UNRWA, the aid agency for Palestinian refugees, has delivered an array of services to millions — food, education, jobs and much more — in Lebanon, Syria and Jordan as well as in the West Bank and Gaza since its founding in 1948.

Israel claims the agency's schools fan antisemitic and anti-Israel sentiment, which the agency denies. Israel says Hamas siphons off UN aid in Gaza to profit from it, while UN officials insist most aid gets delivered directly to the needy.

“UNRWA is like one of the foundations of your home. If you remove it, everything falls apart,” said Issa Haj Hassan, 38, after a checkup at a small clinic at the Mar Elias Palestinian refugee camp in Beirut.

UNRWA covers his diabetes and blood pressure medication, as well as his wife’s heart medicine. The United States, Israel's top ally, has stopped contributing to UNRWA; it once provided a third of its funding. Earlier this year, Israel banned the aid group, which has strived to continue its work nonetheless.

Ibtisam Salem, a single mother of five in her 50s who shares a small one-room apartment in Beirut with relatives who sleep on the floor, said: “If it wasn’t for UNRWA we would die of starvation. ... They helped build my home, and they give me health care.
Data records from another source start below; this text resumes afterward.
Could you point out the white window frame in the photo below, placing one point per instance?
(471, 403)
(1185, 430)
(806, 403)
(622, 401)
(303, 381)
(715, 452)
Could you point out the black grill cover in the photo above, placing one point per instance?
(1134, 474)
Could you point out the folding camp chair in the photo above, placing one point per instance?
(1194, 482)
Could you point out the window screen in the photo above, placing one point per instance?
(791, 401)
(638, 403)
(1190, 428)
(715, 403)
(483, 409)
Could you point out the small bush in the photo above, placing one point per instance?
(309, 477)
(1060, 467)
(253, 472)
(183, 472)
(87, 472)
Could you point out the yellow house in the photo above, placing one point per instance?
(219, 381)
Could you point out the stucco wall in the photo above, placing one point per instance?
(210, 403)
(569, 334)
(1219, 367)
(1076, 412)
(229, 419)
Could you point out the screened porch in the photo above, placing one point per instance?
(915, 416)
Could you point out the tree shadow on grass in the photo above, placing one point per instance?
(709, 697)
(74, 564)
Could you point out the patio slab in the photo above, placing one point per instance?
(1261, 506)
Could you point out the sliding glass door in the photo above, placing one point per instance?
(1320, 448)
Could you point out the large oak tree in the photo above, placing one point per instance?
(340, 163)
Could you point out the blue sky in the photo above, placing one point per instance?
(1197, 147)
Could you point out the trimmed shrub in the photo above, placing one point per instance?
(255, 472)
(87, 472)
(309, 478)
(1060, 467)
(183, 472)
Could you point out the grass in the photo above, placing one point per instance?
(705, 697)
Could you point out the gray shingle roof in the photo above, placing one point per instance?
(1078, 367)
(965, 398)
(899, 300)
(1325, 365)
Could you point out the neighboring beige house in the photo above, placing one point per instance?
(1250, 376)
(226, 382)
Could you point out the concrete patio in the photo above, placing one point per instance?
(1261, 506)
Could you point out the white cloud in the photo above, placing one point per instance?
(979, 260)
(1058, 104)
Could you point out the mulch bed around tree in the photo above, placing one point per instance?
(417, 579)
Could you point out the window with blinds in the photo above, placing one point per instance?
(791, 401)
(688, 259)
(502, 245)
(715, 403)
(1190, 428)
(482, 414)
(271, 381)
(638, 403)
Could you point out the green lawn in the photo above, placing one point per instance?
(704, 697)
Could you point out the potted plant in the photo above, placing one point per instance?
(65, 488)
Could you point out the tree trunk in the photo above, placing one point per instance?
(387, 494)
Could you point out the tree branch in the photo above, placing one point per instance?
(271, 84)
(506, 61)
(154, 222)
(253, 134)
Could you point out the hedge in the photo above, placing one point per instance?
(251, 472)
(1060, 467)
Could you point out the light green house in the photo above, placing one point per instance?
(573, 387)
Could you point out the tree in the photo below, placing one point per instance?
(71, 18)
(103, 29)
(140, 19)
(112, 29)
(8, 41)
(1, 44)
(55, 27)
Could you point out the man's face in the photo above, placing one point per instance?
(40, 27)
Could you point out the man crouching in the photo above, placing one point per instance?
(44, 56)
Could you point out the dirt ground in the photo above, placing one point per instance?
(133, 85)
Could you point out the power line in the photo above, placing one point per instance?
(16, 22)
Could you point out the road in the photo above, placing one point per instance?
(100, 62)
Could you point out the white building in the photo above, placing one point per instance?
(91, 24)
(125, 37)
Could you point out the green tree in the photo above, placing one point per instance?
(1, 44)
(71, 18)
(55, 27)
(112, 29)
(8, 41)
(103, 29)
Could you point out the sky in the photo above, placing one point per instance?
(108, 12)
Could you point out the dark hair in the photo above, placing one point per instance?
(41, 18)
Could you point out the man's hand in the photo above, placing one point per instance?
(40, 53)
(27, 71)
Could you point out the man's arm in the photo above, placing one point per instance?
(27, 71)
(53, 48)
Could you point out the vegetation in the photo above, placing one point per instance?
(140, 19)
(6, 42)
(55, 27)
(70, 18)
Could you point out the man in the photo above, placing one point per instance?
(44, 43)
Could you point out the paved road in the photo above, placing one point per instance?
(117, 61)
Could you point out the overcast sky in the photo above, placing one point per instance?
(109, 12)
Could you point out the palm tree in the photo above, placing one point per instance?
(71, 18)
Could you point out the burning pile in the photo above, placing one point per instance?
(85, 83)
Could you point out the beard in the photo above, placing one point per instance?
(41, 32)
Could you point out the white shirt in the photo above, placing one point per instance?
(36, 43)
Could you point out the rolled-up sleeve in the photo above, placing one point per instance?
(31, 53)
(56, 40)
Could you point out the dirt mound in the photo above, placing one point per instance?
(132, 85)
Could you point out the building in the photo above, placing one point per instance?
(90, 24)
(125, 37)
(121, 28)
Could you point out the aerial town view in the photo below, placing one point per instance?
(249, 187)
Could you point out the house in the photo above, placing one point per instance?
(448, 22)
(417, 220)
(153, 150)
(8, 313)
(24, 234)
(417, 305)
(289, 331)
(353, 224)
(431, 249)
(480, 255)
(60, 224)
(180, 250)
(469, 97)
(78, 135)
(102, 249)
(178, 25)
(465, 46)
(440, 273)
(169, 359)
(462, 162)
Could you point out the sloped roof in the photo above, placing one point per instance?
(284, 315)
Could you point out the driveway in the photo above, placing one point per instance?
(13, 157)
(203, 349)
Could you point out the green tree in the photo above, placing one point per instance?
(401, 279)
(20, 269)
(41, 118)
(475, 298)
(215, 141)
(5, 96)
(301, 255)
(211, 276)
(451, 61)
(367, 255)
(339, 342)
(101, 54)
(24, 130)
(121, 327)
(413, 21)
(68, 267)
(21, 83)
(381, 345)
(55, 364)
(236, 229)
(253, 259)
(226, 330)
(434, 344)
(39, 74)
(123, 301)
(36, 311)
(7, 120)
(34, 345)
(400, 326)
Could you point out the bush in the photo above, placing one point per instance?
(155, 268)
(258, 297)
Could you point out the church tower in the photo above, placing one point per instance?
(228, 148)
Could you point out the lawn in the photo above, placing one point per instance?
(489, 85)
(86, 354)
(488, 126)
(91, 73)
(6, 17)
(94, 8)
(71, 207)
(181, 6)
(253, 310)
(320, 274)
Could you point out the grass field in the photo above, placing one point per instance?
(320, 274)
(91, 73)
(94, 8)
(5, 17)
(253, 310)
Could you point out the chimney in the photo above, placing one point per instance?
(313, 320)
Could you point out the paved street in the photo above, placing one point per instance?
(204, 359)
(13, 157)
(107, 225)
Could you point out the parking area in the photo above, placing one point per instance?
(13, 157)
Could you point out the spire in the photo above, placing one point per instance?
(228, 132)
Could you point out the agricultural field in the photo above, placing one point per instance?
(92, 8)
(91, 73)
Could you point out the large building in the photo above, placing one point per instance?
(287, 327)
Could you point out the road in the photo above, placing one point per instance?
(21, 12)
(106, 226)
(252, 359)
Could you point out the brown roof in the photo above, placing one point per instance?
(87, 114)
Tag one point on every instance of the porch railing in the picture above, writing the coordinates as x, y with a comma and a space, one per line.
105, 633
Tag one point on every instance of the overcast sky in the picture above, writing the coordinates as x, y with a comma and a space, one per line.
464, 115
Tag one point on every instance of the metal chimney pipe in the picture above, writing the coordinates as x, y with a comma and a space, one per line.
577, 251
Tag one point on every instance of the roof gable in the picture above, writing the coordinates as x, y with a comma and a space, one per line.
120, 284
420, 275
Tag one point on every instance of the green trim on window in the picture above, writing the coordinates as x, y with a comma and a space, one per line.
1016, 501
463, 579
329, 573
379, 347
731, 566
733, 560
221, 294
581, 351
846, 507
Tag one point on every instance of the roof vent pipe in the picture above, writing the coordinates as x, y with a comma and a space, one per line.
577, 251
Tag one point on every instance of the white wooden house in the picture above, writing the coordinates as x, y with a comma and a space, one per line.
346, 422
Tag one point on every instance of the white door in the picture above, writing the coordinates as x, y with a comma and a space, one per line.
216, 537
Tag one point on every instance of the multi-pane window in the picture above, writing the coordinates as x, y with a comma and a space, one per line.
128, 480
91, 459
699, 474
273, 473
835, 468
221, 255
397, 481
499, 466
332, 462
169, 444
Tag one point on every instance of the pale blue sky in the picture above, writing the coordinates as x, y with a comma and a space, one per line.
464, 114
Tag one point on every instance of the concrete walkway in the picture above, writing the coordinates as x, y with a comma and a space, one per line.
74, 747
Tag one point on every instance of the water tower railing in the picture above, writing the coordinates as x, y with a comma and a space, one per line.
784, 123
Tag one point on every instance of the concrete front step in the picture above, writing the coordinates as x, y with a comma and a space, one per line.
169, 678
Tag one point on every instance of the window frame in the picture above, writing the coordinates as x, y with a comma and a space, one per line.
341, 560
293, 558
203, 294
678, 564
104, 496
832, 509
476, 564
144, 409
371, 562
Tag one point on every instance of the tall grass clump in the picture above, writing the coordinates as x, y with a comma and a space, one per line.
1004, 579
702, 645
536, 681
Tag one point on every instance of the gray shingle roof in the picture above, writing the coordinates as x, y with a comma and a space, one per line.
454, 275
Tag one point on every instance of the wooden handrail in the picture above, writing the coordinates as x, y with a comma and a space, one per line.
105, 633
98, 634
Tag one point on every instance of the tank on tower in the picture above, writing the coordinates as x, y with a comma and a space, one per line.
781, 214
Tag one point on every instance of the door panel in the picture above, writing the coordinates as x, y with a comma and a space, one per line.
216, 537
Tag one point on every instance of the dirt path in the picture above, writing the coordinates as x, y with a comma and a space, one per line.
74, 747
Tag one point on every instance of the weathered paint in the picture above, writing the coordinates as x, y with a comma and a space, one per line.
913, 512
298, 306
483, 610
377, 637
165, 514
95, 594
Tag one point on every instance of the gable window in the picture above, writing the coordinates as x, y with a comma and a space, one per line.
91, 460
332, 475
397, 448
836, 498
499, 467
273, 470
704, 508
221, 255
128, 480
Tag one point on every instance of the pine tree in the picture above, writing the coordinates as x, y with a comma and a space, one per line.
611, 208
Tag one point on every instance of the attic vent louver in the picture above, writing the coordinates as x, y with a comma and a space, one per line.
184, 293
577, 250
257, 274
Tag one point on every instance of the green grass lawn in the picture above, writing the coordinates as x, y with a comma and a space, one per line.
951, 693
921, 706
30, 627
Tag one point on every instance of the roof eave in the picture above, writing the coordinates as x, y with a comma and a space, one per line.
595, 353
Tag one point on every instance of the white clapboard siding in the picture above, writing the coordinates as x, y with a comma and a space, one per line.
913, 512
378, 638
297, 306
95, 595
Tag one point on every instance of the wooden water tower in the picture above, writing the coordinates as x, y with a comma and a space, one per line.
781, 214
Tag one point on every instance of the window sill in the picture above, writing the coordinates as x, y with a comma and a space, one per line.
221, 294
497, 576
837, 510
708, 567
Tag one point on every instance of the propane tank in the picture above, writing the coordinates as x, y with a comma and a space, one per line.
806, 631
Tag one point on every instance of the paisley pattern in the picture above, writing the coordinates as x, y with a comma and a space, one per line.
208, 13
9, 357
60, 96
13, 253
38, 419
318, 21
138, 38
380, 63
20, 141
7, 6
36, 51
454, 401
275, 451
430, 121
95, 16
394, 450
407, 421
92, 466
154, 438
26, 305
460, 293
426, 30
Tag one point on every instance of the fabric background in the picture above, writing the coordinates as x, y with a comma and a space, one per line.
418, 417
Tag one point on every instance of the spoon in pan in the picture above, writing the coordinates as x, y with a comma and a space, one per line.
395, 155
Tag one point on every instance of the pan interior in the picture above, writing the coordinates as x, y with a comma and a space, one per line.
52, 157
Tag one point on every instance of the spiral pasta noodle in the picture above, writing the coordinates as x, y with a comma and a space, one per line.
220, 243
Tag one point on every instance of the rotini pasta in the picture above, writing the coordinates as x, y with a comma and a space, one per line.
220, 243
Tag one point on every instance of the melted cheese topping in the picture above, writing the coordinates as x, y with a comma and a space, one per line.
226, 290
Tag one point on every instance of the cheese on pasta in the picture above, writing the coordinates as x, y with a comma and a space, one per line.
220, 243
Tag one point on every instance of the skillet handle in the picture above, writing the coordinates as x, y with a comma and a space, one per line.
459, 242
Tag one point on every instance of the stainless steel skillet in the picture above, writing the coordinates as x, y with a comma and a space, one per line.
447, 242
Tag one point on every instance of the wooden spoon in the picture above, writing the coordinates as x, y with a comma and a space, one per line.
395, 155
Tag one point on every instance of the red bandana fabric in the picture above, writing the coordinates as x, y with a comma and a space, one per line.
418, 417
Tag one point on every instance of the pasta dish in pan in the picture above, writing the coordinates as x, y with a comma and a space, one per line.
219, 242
My children went to their schools.”

Especially when it comes to food and hunger, needs worldwide are growing even as funding to address them shrinks.

“This year, we have estimated around 343 million acutely food insecure people,” said Carl Skau, WFP deputy executive director. “It’s a threefold increase if we compare four years ago. And this year, our funding is dropping 40%. So obviously that’s an equation that doesn’t come together easily.”

Billing itself as the world's largest humanitarian organization, WFP has announced plans to cut about a quarter of its 22,000 staff.

The aid landscape is shifting

One question is how the United Nations remains relevant as an aid provider when global cooperation is on the outs, and national self-interest and self-defense are on the upswing.

The United Nations is not alone: Many of its aid partners are feeling the pinch. Groups like GAVI, which tries to ensure fair distribution of vaccines around the world, and the Global Fund, which spends billions each year to help battle HIV, tuberculosis and malaria, have been hit by Trump administration cuts to the US Agency for International Development.

Some private-sector, government-backed groups also are cropping up, including the divisive Gaza Humanitarian Foundation, which has been providing some food to Palestinians. But violence has erupted as crowds try to reach the distribution sites.

The future of UN aid, experts say, will rest where it belongs — with the world body's 193 member countries.

“We need to take that debate back into our countries, into our capitals, because it is there that you either empower the UN to act and succeed — or you paralyze it,” said Achim Steiner, administrator of the UN Development Program.